Preload The Font Files
You could tell the browser to pre-load the font files before you even use them. It might help, but considering I basically use the same font for everything I don't see much of the benefit. Technically speaking, this should speed stuff up a bit considering the browser can start downloading immediately instead of waiting for "proof" that the font was actually used in the page.

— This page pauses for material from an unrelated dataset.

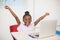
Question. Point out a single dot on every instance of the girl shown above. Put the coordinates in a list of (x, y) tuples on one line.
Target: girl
[(27, 26)]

<link rel=”preload” href=”/fonts/assistant-latin-var.woff2″ as=”font” type=”font/woff2″ crossorigin>
Note: The
crossorigin
attribute here is only needed if the asset is on a different server. I've only included it as a reminder it exists.
The Ol' Base64 Trick
This is a conflicting one. Basically, you could base-64 encode the whole font
file and inject it directly into the @font-face
declaration instead of referencing
a different network resource.
Basically you would do something like this:
@font-face {
font-family: 'Assistant';
src: url('data:font/woff2;charset=utf-8;base64,YOUR_BIG_BASE64_STRING') format('woff2');
/* ... */
}
I don't prefer this because it means the CSS file for the font-face definition has to carry around the entire weight of the font file with it. It saves 1 network request in exchange for bloating the CSS file. Is it faster? Probably. Is it worth it? I don't think so.
Conclusion
That's basically it, optimized font files ready for self-hosting! Don't forget to set reasonable fallback fonts when actually using it.